Today is Thanksgiving in the United States, and the inevitable political innuendoes aside, it’s usually a holiday I like. I’m fond of my family — both my own and my wife’s — and glad to see them, although in recent years we have dwindled down to a few. Still, I basically have good memories of these meals. Having said that, it’s also a time when Americans eat too much, and although I’m not a big eater (and even less so as I age), any big holiday meal always makes me think of the first visit to my wife’s extended family. I come from a laid back Jewish upbringing (I dumped any religious observance at the earliest possible moment, before I was 12) while my then wife-to-be came from a traditional Italian American family in New York. She grew up thinking most Catholics were like Dorothy Day (founder of The Catholic Worker), although her God parents were under no such illusions. While her father believed in the Golden Rule and that was it, her God parents were the kind of vicious right wing shit heads that made the innumerable holiday dinners of her youth, hosted by them, a nightmare. Now she had me to protect her and there seemed to be a mutual understanding between them and me that we wouldn’t provoke each other and I never had a problem with them. An unspoken truce with the Heathen, I guess.

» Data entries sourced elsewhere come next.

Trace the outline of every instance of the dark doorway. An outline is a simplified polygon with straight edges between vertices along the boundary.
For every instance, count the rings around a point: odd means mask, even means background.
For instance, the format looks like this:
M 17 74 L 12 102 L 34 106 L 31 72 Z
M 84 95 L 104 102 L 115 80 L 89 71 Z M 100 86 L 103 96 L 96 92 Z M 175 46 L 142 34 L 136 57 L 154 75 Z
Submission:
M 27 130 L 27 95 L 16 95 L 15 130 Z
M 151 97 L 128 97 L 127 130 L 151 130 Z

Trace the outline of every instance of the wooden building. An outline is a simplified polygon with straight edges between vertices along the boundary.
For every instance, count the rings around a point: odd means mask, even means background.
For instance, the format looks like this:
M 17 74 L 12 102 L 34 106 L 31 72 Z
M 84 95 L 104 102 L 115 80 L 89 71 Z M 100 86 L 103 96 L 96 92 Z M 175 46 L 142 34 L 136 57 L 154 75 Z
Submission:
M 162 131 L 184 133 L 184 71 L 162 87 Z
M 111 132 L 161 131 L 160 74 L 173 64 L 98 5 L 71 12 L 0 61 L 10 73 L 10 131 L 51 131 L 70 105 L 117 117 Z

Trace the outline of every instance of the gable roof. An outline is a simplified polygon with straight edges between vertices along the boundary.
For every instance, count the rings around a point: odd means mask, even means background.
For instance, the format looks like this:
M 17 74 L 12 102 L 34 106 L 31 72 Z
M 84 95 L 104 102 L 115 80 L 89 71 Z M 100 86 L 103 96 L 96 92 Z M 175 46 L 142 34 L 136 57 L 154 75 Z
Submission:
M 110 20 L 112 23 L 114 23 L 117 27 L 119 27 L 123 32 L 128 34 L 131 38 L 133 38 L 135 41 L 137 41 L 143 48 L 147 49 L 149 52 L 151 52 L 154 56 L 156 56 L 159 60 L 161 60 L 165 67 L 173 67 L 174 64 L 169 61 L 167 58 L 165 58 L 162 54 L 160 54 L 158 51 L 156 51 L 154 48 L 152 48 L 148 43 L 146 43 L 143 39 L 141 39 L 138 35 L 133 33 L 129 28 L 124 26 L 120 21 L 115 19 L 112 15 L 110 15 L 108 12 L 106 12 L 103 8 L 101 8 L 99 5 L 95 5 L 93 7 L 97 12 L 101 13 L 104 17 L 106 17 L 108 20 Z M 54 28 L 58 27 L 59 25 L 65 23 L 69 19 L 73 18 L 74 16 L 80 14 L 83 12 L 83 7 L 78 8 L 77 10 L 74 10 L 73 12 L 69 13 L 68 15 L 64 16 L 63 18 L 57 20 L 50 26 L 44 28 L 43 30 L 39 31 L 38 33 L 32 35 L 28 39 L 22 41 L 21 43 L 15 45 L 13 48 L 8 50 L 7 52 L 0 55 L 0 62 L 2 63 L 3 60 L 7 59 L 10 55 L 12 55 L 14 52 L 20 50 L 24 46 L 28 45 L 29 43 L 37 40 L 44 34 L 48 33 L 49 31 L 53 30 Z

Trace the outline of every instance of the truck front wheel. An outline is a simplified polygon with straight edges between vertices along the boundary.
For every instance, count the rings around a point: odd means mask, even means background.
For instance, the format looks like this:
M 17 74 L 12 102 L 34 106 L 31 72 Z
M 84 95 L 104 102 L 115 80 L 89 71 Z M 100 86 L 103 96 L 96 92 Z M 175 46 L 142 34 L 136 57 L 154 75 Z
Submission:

I’ll say that Mrs. R.’s parents and sibs and cousins have been nothing but warm and generous to me for 4 decades, but the god parents were a real piece of work and in the early years of our marriage (now 37 years) I went to many family feasts at her god parents’ house. It was the first one I remember most vividly.
Picture this. It wasn’t Thanksgiving. Probably Easter, but I can’t remember. One long table in the basement, with a bar on one wall. Mrs. R.’s God father had been cooking for two days. He was a big man. Size 52 belt. I think that qualifies as big. I was new to the god parents (the future Mrs. R. and I were, as far as they knew, just “courting” — yeah, right) and I was actually looking forward to the meal. I was hungry and I like Italian food. It was already around 1:30 pm and we had driven a couple of hundred miles to get there. Out comes the antipasto. Lots of it. I paced myself for the main course. That came out next. Various kinds of pasta (stuffed shells, macaroni and cheese, rigatoni). I wanted to show I appreciated their food and their culture and I was hungry. So I dug in. Even had seconds. Of the main course.

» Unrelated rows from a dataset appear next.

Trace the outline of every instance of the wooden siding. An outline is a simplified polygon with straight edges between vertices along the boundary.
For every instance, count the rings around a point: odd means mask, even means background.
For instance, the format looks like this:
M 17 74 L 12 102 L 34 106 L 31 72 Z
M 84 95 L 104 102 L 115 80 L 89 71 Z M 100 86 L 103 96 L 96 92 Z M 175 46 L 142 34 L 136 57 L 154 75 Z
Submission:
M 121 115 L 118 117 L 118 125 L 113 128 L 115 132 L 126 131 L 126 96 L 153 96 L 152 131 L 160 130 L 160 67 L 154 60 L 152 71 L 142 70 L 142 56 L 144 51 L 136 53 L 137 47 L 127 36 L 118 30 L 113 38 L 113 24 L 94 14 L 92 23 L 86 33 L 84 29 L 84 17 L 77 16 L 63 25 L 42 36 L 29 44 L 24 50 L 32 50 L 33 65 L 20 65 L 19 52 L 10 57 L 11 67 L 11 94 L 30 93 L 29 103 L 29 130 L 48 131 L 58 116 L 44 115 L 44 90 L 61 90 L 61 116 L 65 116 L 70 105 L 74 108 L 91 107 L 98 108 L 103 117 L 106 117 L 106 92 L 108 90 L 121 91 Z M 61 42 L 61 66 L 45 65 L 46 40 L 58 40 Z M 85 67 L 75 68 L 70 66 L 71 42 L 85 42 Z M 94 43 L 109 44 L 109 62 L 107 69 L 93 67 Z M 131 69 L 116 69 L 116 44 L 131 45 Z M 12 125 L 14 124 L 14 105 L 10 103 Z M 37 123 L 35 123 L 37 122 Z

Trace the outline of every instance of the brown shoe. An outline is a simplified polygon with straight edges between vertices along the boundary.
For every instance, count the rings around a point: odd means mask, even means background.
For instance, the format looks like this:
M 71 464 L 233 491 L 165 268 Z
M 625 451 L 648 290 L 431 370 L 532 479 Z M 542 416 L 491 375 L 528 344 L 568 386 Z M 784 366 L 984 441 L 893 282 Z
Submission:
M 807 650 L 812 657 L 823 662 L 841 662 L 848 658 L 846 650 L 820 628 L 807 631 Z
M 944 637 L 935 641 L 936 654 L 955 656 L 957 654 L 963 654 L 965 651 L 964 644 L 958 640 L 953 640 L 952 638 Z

Which wasn’t the main course. That was the ham, the roast beef and the turkey, with four or five kinds of vegetables. Everyone else knew this was coming but I already had pasta coming out of my ears. I tried filling my plate with smallish portions of each thing, but there were so many my plate could hardly hold it all. I ate. Then I ate some more. I was turning green. I wasn’t sure how much could fit in there, but apparently one’s stomach is fairly extensible. Fortunately Italians aren’t that big on desserts, so I could finesse the fruits and the nuts and the cookies and the pastries, but I was pretty close to an unseemly emesis by the time I watched with blessed relief the dishes being cleared from the table and I could hear the left overs being wrapped for further distribution in the kitchen.
But then I became aware that it wasn’t just cleaning up going on there. No sooner had the last dish been cleared away (now 3 hours post prandial), when they started “breaking out the sandwiches.” Yes, that’s right. They started eating all over again. Roast beef, ham, turkey sandwiches. Pastry and coffee. I thought I was going to die.

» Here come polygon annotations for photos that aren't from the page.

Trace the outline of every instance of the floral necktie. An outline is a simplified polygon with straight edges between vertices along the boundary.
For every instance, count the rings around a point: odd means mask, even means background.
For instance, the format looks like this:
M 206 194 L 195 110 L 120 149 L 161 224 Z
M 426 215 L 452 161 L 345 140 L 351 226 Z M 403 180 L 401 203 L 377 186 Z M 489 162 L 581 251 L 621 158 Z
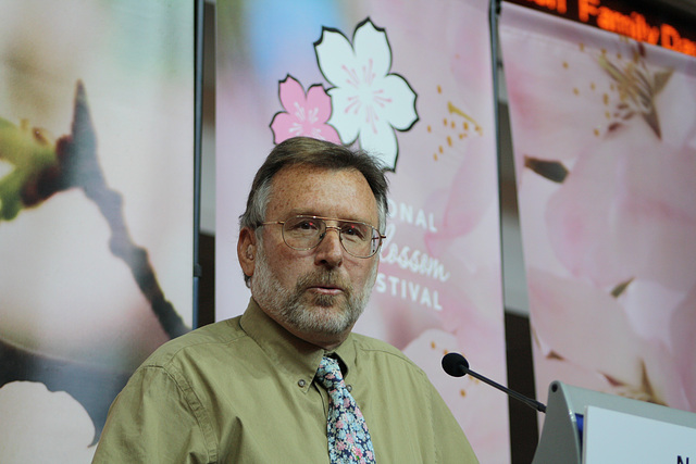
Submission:
M 331 463 L 374 463 L 368 424 L 346 388 L 338 361 L 324 356 L 319 364 L 316 378 L 330 398 L 326 435 Z

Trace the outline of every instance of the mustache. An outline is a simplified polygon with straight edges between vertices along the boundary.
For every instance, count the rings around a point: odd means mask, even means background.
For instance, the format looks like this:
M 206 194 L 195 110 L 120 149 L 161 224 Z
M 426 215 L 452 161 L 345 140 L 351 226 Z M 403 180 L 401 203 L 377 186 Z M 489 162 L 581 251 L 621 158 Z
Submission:
M 347 293 L 352 292 L 350 281 L 343 278 L 335 271 L 313 271 L 297 280 L 297 290 L 307 290 L 310 287 L 338 287 Z

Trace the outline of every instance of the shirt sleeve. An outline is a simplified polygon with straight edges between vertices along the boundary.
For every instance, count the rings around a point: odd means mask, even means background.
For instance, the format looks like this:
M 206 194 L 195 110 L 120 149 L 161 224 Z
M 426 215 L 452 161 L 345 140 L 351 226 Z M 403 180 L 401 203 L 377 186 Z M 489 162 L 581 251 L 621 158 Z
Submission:
M 214 463 L 210 418 L 176 373 L 140 367 L 109 410 L 97 463 Z

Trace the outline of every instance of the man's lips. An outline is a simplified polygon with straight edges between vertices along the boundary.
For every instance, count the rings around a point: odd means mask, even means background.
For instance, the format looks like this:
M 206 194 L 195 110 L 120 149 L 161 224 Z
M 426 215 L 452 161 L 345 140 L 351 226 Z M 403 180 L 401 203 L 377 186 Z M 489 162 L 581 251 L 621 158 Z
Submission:
M 307 289 L 323 294 L 339 294 L 344 292 L 343 288 L 333 285 L 311 285 Z

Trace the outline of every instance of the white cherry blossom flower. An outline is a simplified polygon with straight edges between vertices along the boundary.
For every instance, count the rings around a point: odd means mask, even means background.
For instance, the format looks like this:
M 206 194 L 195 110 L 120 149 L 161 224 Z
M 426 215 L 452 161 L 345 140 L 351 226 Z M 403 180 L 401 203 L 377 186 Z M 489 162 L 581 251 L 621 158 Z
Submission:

If you do that often enough you wind up with a size 52 belt. Despite my long and happy marriage in that family, I still have a size 33 waist, so it’s proof I’m educable. I learned how to endure and even to enjoy. I still eat too much on Thanksgiving, although now it is we who do the hosting and my poor son-in-law and daughter often are on their third holiday meal by the time they hit our house.
But they’ll figure it out. Just like I did.